O. F.: Ich kann dazu keine besonderen Ausführungen machen. Allgemein gilt sicherlich, dass die gesetzlichen Rahmenbedingungen sowie das vom Deutschen Rentenbund vorgelegte Abrechnungsmuster komplex und kompliziert sind und damit einen erhöhten bürokratischen Aufwand nach sich ziehen.
Was wurde im Verband bzgl. der Abrechnungsproblematik beschlossen?
B.H.: Die Mitglieder des BVDSP haben die z. Zt. gültigen Kriterien der Spitzenverbände der Sozialversicherungen vom 30.09.05 zur Abrechnung zu akzeptieren, um nicht das Risiko erheblicher Nachforderungen seitens der DRV – Bund einzugehen.
In den Gesprächen mit der DRV Bund war deshalb erste Priorität – unabhängig vom jeweiligen Status des Schauspielers - eine weitestgehende Rechtssicherheit für die Unternehmen zu erlangen. D.h. die den Unternehmen vorgegebenen Beurteilungskritierien, die heute gelten, müssen auch noch in drei Jahren deutungsfrei gelten. Dies war in der Vergangenheit leider nicht immer der Fall.
O. F.: Unser zweites Ziel war und ist, sowohl für die Schauspieler als auch für die Unternehmen möglichst praxisnahe und unbürokratische Abrechnungskriterien zu entwickeln.
Hier wurden wir bisher nicht erhört – ob wir es geschafft haben, Rechtssicherheit zu erlangen wird die Zukunft zeigen.
Wie eng ist der Dialog zwischen Ihnen als Verband und dem Interessenverband der Synchronschauspieler e.V.?

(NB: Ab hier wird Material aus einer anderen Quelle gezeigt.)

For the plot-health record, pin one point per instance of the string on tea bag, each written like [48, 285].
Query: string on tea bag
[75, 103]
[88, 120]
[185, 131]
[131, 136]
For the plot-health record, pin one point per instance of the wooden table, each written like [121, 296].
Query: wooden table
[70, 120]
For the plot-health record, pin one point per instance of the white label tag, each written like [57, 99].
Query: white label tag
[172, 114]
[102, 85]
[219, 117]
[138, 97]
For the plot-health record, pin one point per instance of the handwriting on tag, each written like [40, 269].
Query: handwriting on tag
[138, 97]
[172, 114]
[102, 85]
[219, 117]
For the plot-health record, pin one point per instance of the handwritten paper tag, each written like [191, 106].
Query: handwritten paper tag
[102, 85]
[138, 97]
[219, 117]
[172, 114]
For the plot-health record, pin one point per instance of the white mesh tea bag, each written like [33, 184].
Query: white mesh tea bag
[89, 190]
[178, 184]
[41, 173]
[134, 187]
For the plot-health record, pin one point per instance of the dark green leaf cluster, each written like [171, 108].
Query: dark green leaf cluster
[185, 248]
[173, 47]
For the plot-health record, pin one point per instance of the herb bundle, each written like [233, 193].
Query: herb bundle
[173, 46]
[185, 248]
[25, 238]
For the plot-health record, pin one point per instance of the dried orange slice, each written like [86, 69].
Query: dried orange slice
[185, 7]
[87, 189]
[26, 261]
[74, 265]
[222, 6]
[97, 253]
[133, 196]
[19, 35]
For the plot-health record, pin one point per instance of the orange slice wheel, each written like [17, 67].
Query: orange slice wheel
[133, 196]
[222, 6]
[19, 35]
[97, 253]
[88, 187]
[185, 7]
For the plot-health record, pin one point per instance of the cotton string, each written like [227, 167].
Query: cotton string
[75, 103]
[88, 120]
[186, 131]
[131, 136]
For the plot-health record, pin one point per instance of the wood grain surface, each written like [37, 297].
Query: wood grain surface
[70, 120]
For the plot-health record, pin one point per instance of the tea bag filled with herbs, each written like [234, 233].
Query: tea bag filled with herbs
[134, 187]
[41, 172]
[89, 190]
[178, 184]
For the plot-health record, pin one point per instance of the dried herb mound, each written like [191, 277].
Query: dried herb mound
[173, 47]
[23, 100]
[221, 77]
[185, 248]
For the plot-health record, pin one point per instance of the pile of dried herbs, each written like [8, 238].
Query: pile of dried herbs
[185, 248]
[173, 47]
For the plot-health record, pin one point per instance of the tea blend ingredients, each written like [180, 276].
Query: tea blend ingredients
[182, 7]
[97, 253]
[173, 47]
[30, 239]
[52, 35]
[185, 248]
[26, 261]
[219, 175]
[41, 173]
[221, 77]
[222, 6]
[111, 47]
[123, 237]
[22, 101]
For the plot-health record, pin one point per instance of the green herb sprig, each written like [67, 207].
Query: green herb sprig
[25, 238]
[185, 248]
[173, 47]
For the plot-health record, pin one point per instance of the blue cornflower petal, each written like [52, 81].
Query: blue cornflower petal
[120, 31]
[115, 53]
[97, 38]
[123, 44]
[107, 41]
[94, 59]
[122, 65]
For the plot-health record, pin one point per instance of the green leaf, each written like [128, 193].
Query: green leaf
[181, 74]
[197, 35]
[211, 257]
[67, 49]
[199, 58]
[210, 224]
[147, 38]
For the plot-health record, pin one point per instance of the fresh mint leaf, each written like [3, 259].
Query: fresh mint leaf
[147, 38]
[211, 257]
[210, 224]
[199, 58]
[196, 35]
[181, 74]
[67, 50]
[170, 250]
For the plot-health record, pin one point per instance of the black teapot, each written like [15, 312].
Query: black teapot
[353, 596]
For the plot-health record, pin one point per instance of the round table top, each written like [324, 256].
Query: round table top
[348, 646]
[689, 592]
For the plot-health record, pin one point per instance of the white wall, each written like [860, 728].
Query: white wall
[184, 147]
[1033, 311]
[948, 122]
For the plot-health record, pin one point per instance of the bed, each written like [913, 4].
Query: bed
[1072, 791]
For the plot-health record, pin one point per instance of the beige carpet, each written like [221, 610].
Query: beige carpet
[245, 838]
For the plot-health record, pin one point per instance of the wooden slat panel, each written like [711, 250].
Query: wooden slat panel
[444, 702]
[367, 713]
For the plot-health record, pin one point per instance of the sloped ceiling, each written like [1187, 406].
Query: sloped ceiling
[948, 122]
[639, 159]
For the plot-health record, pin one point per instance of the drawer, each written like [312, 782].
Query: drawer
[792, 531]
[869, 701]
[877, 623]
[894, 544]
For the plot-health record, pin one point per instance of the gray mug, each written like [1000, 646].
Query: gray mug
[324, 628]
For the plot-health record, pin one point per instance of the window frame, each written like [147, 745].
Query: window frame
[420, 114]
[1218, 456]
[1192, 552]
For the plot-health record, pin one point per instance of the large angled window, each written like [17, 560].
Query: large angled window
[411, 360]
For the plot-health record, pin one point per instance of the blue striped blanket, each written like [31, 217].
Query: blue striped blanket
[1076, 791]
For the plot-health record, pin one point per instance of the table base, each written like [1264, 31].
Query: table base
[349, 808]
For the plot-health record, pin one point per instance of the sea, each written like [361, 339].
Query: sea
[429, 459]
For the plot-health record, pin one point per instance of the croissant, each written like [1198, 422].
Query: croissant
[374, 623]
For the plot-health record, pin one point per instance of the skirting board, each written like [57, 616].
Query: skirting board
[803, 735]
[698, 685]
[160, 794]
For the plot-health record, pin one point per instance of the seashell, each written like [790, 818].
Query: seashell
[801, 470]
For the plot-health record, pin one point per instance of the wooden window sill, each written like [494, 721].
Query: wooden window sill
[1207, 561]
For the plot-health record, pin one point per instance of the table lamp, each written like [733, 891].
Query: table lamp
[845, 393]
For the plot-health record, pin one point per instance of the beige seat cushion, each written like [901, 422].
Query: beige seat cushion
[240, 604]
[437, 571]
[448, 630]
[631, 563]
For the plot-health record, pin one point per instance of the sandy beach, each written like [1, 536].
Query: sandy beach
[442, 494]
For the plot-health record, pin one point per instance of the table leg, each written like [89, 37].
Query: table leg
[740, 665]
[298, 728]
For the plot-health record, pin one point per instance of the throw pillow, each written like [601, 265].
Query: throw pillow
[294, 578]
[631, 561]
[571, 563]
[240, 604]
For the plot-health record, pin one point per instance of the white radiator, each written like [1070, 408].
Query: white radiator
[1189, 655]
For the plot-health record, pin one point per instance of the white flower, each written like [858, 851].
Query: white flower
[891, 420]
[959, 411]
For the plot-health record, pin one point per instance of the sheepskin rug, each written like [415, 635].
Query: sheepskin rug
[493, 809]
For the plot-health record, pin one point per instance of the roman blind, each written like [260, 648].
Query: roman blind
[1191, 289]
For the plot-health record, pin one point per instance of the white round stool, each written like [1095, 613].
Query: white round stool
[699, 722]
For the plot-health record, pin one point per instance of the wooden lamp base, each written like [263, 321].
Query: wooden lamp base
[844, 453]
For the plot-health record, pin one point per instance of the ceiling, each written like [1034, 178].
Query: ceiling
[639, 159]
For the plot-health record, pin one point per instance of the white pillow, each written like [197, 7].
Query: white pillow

O. F.: Beide Vorstände (BVDSP und IVS) treffen sich in regelmäßigen Abständen und tauschen sich über aktuelle Fragen und Probleme aus.
Am 1. Dezember 2006 gab es dann ja auch ein Treffen mit beiden Verbänden mit der Deutsche Rentenversicherung Bund. Was kam dabei heraus?
B.H.: Die DRV Bund sowie die Vertreter der KSK, der Krankenkassen und der Prüfdienste haben die im Schreiben vom 20.09.2006 verbreiteten Abrechnungsvorschriften erläutert. Dazu wurde ein Raster ausgeteilt, anhand dessen es den Firmen erleichtert werden soll, den Abrechnungsstatus zu prüfen. Auch vom BVDSP im Vorfeld vorgelegte exemplarische Einzelfälle wurden erörtert und durchgesprochen. Trotz aller Bereitschaft zur Kooperation und dem geäußerten Verständnis für die Komplexität des Abrechnungsverfahrens machten die Vertreter der Spitzenverbände von Anfang an klar, dass die von der DRV Bund erstellten Abrechnungsmodalitäten bis zu einer höchstrichterlichen Klärung des Sozialversicherungsstatus von Synchronschauspielern nicht zur Disposition gestellt werden.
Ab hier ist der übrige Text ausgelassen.